Olympiad problems

2014 Brazil Team Selection Test, 4

Let $\mathbb{Z}_{\ge 0}$ be the set of all nonnegative integers. Find all the functions $f: \mathbb{Z}_{\ge 0} \rightarrow \mathbb{Z}_{\ge 0} $ satisfying the relation \[ f(f(f(n))) = f(n+1 ) +1 \] for all $ n\in \mathbb{Z}_{\ge 0}$.

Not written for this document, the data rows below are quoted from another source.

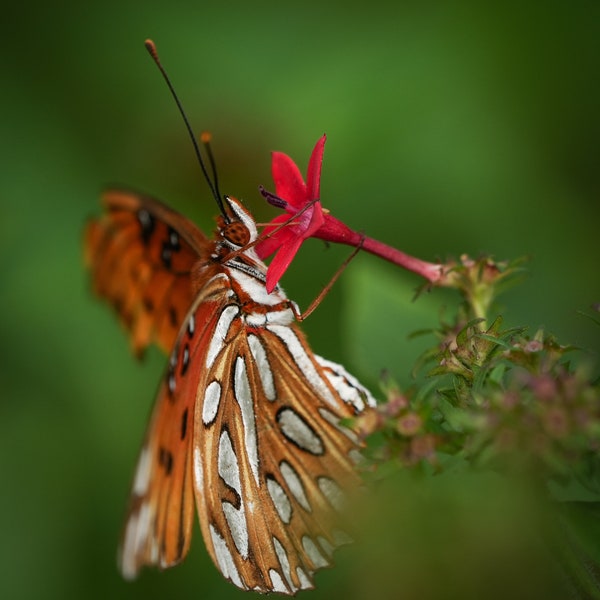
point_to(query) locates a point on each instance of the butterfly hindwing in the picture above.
(141, 254)
(269, 420)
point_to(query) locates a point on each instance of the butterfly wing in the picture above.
(274, 456)
(159, 523)
(141, 255)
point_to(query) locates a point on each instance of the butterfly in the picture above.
(250, 427)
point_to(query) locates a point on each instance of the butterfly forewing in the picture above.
(160, 517)
(141, 254)
(248, 420)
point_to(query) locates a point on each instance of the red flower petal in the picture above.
(281, 261)
(267, 246)
(313, 175)
(289, 184)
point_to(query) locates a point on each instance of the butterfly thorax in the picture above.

2024 Vietnam Team Selection Test, 1

Tags: function , functional equation , polynomial , algebra

Let $P(x) \in \mathbb{R}[x]$ be a monic, non-constant polynomial. Determine all continuous functions $f: \mathbb{R} \to \mathbb{R}$ such that $$f(f(P(x))+y+2023f(y))=P(x)+2024f(y),$$ for all reals $x,y$.

2023 Grand Duchy of Lithuania, 1

Tags: algebra , functional equation

Given a non-zero real number $a$. Find all functions $f : R \to R$, such that $$f(f(x + y)) = f(x + y) + f(x)f(y) + axy$$ for all $x, y \in R$.

2013 Iran MO (3rd Round), 4

Tags: function , functional equation , algebra

Find all functions $f:\mathbb{R}\rightarrow \mathbb{R}$ such that $f(0) \in \mathbb Q$ and \[f(x+f(y)^2 ) = {f(x+y)}^2.\] (25 points)

2012 IMO, 4

Tags: algebra , functional equation

Find all functions $f:\mathbb Z\rightarrow \mathbb Z$ such that, for all integers $a,b,c$ that satisfy $a+b+c=0$, the following equality holds: \[f(a)^2+f(b)^2+f(c)^2=2f(a)f(b)+2f(b)f(c)+2f(c)f(a).\] (Here $\mathbb{Z}$ denotes the set of integers.) [i]Proposed by Liam Baker, South Africa[/i]

2024 India IMOTC, 13

Tags: functional equation , imotc , algebra

Find all functions $f:\mathbb R \to \mathbb R$ such that \[ xf(xf(y)+yf(x))= x^2f(y)+yf(x)^2, \] for all real numbers $x,y$. [i]Proposed by B.J. Venkatachala[/i]

2012 Thailand Mathematical Olympiad, 5

Tags: functional equation , functional , algebra

Determine all functions $f : R \to R$ satisfying $f(f(x) + xf(y))= 3f(x) + 4xy$ for all real numbers $x,y$.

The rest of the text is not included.